“Los Estados Unidos están financiando y sosteniendo militarmente a un gobierno local mafioso y criminal”: Gonzalo Mallarino Flórez.MIGUEL GUTIÉRREZDelante de la inconmensurable tragedia humanitaria por la que está atravesando el pueblo venezolano, ha quedado clarísimo que el Estado que los gobierna es, amén de corrupto hasta los tuétanos, totalmente incompetente, indolente e inoperante. Ve uno las imágenes en la televisión, del pueblo tratando de socorrer a los miles que están sepultados bajo los escombros, a los miles que están heridos, a los miles que no tienen un techo, a los miles que padecen hambre y sed, totalmente solos, absolutamente solos, y no aparece un cuerpo de rescate del Gobierno, un equipo de socorro, un contingente del ejército o la policía, especializado en tareas de rescate.

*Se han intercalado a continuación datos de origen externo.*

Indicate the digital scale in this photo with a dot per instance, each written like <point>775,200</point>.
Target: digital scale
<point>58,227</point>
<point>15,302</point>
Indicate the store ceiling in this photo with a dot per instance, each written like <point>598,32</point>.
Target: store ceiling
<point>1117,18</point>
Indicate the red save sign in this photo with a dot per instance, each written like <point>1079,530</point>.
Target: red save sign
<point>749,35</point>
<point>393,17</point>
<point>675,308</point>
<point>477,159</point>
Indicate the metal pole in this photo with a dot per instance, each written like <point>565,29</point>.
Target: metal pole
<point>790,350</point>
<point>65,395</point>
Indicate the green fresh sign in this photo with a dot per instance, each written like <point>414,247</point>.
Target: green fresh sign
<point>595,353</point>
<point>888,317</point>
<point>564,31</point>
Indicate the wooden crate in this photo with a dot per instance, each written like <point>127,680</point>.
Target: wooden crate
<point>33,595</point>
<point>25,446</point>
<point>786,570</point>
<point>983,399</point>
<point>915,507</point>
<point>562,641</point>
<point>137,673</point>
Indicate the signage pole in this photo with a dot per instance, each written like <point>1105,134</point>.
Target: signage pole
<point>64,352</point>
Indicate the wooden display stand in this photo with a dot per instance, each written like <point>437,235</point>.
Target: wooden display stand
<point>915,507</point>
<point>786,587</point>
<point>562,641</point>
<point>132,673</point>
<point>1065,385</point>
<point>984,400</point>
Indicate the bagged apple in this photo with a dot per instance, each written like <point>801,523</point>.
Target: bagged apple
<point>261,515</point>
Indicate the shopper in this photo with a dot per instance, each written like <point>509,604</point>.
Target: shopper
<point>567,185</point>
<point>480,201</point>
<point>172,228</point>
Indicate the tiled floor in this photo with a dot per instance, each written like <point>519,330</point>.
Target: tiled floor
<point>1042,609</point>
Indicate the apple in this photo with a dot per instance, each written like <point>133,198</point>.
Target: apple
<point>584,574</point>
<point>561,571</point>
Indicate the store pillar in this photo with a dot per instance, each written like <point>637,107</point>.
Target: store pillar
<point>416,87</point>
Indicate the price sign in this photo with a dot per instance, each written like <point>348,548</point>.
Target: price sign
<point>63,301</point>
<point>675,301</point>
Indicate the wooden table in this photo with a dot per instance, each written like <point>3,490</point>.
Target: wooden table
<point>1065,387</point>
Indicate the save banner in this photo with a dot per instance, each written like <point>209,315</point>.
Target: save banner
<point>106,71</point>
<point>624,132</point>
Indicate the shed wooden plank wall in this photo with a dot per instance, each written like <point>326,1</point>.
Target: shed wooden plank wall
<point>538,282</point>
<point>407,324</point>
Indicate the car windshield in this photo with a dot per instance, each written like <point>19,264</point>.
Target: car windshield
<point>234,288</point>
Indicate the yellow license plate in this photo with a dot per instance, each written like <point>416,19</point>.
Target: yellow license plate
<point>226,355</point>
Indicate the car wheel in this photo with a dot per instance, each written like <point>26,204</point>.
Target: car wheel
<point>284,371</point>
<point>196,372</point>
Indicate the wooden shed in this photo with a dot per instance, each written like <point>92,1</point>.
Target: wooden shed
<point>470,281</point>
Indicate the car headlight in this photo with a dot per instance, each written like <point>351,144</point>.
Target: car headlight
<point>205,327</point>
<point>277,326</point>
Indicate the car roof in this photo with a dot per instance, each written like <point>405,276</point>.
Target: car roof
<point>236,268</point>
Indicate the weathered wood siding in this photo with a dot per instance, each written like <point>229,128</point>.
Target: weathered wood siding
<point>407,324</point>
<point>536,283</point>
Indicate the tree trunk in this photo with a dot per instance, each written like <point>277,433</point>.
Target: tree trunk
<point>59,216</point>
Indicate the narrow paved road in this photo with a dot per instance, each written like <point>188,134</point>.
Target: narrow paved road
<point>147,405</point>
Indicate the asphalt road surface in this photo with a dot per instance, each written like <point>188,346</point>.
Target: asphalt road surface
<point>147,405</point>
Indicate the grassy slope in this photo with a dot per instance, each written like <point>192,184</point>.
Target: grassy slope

Nada. La gente quebrantada y sola, blandiendo unas palas y unos baldes.

Los militares y el Gobierno se limitan a expedir salvoconductos a quienes integran los equipos de ayuda enviados desde el exterior, siempre que les parezca que no son una amenaza para la “estabilidad” del Gobierno. Siempre que, viniendo del exterior, esos visitantes no comprueben de primera mano lo que todo el planeta sabe, lo que todos sabemos sin lugar a duda alguna: que el de Venezuela, hace muchos años, y ahora mucho más, financiado y aupado por el Gobierno de Estados Unidos, es un Gobierno ilegítimo y mafioso.

Es un Gobierno de criminales, empezando por Delcy y Jorge Rodríguez, que son los que están al frente. Que quede claro entonces.

Los Estados Unidos, buscando hacer expedita la ruta para que sus empresas y conglomerados financieros puedan hacer negocios en Venezuela de forma ventajosa y sin ningún control, están financiando y sosteniendo militarmente a un gobierno local mafioso y criminal, que delante de tragedias como los terremotos de la semana pasada, enseña todas sus llagas y sus pústulas. Su incompetencia y su desprecio por la vida y por el bienestar de su pueblo.

Esa pantomima de matonería y soberbia de sacar a la brava al payaso de Nicolás Maduro de Venezuela, que nos quieren hacer pasar por un acto justiciero y noble que solo buscaba el bienestar del pueblo venezolano, ha quedado también desmontada. Ya es claro que deponer a Maduro, valiéndose del “ejército más moderno y eficaz del mundo”, no ha representado bienestar ni liberación alguna para el pueblo de ese país.

Eso fue lo que siempre fue: un acto de matonería, de violación del derecho internacional, y de prolongación incesante del sufrimiento del pueblo venezolano. Lo más triste de esto, de la situación desesperada de ese país, es que se necesite una tragedia como un terremoto para que volvamos a llamar las cosas por el nombre que verdaderamente tienen.

Para que señalemos, ya sin ambages, que la intervención de los Estados Unidos en los asuntos internos de Venezuela fue lo peor que le pudo pasar al pueblo venezolano, que ahora sí que no tiene el menor chance de recuperar su soberanía, sus instituciones democráticas, y su dignidad. Y, claro, para que volvamos a comprobar que este mundo está manejando por cínicos y mentirosos.